While internet-based treatment methods reduce discomfort and anxiety of chronic pain patients, there are disadvantages as well. A main concern for this method is the unknown source of advice for online webpages and apps [26]. Based on the lack of designer credentials, patients may be receiving input from an untrustworthy source which may negatively impact their progress [9]. Another disadvantage is the lack of a standardized pain management scales, such as Visual Analogue scale, Face Rating Scale, and Fibromyalgia Impact Questionnaire. By not standardizing the patient's pain, treatment outcomes cannot be successfully quantified. Furthermore, additional, more robust studies are necessary to fully vet the validity of the utilization of specific apps for the treatment of chronic pain [27]. Technological barriers in the geriatric [28] and pediatric population [29] are a significant concern for practitioners, but research suggests that apps are “user friendly” when an appropriate age-targeted app is chosen [15]. Ultimately, all patients will need an orientation for the new application, which initially increases patient-provider contact time for a short period until use of the app has been mastered [9,15]. This could possibly delay pain management and produce an initial burden on clinicians.

Conclusion

Adding an internet application featuring a pain diary, educational readings, cognitive behavioral activities or a combined therapy to a patient’s existing chronic regimen can be beneficial in helping reduce patient symptoms.
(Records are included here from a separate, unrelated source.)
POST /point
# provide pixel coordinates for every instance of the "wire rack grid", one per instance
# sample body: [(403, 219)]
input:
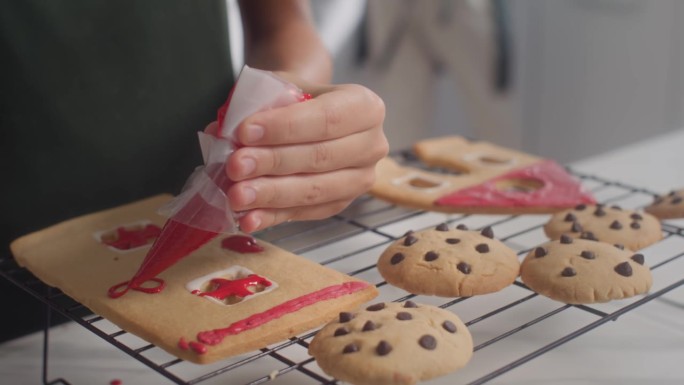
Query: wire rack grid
[(351, 242)]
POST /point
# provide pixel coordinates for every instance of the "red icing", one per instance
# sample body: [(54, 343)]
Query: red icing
[(242, 244), (129, 239), (558, 189), (225, 288), (213, 337)]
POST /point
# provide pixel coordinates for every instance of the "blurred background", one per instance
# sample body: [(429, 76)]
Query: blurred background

Furthermore, scientific evidence is not strong enough to suggest use the apps without other treatment regimens in reducing symptoms, and there is a need for more research to discover the full potential the apps may have for pain management in the medical field. At this current time, there is a lack of research on the apps that includes large study populations. However, investigations are currently being conducted, such as the e-Ouch trial, that will provide more robust data for health care providers [13]. Additionally, many software platforms, including Apple and Android, offer many downloadable pain management applications for cell phones as well as personal computers that can be utilized by clinicians, but many apps are not regulated or designed by medical professionals [9]. To integrate the application into clinical practice, future applications should be created with the expert opinions of pain management health care providers to ensure the application meets medical standards. Therefore, clinicians should be very cautious when choosing apps for patient use and need to actively research which application has the most evidence-based research proving the reliability. Evaluations of the reliability and usability of many applications have been published, so health care providers can make an educated decision for their patients [8,27]. The idea of utilizing smartphone applications in chronic pain management is both innovative, appears to be effective, and holds greater potential in chronic pain management with awareness and proper integration.

Financial Support

This work was supported in part from a grant by an Institutional Development Award (IDeA) from the National Institute of General Medical Sciences of the National Institutes of Health (P20GM103434).